I have always had a huge soft spot for top-down metrics in soccer. I wrote why at length elsewhere, but briefly, their central promise to rate players in a completely assumption-free fashion. This is in stark contrast with mainstream player analytics, which measure players’ contributions in terms of individual actions that they perform or assist. There are good reasons for the proliferation of bottom-up metrics, chief among them feasibility. Because goals are so rare in football and players are subsitituted infrequently, it is very difficult to tease apart the contributions of individual players without additional assumptions. In fact, every attempt at a plus-minus that has been written up in public consists at least in part of teeth-gnashing and garment-rending brought about by this central problem. Conversely, player ratings based on individual actions are easier to build, at least from the technical standpoint. What is less appreciated is that they come at the huge price of accepting, largely on faith, that these individual actions ultimately matter. Because of that, until +/- is conclusively proven dead, it is always going to merit another look.

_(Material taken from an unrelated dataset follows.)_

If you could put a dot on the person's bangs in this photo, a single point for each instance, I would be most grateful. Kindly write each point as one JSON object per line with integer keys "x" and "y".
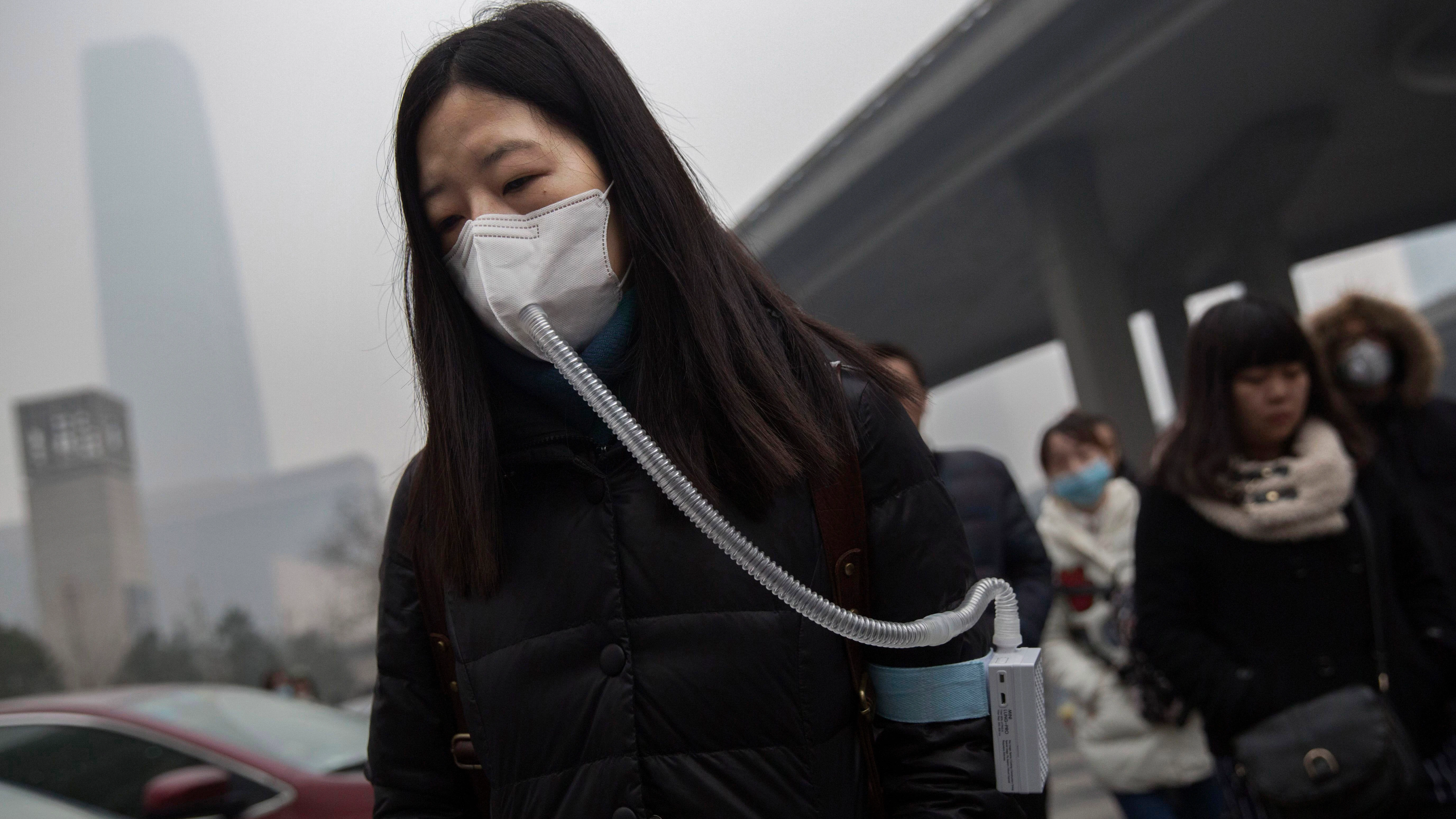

This post contains no orginal research. I have merely collected my notes and links relating to +/- in soccer. Of course, the seminal contributions were made in basketball and ice hockey, but I do not review them here. I focus on adjusted +/-, that is where computing each player’s contribution is done while controlling for all other players involved, usually in a massive regression. The dependent variable in this regression is called the target; in the classical approach, the target is the goal difference.

prehistory

The beginnings of Jörg Seidel’s Goalimpact project, by far the best-established +/- model in soccer. The design of Goalimpact is not public, but it is known to target goal difference and, in the current version, incorporate player age curves.

2013

Dan Altman builds player Shapley values [archive.org link; see also a 2016 write-up and a high-level pitch], which are a close cousin of +/-. The target measure is the expected goal difference.

2014

Howard Hamilton describes his attempt at a classical +/-. Howard’s post is very valuable as a clear demonstration of the key technical issue with +/-, namely the (near-)singularity of the regression matrix, and how to overcome it with ridge regression.

Łukasz Szczepański experiments with +/- and concludes (in an unpublished report) that the classical approach is unworkable in soccer.

Matthias Kullowatz posts unadjusted +/- ratings for the 2014 season of the MLS.

2015

Martin Eastwood publishes his Bayesian take on the problem. The key idea is to inject extra information into the system by creating a prior on each player coefficient, presumably using on-the-ball event data.

2016

Will Gürpınar-Morgan tackles +/- head-on, using non-shot (i.e. play-level) expected goal difference as the target, regularising the estimates via ridge regression, and investigating the precision of the estimates by bootstrapping.

2017

Tarak Kharrat and colleagues develop three new +/- ratings, targeting actual goals, expected goals and expected points. The player ratings are regularised with ridge regression and the observations are weighted by time elapsed until the present to emphasise current player ability. As befits an academic work, the paper is a good source of references to previous +/- efforts.

2018

Steven Schultze and Christian-Matthias Wellbrock present an idiosyncratic +/- model in the Journal of Sports Analytics. Unlike almost all other models considered here, theirs does not estimate the ratings simultaneously for all players. Instead, bookmakers’ odds are used to obtain expected match outcomes, and calculations are done for each player separately. An additional novelty is valuing game-changing goals more than those that are not relevant to the game outcome.

2019

Lars Magnus Hvattum creates a series of videos about +/-, which I have yet to watch; and Garry Gelade models Lars’ ratings using on-the-ball event data, thus providing perhaps the first formal connection between top-down ratings and individual player actions.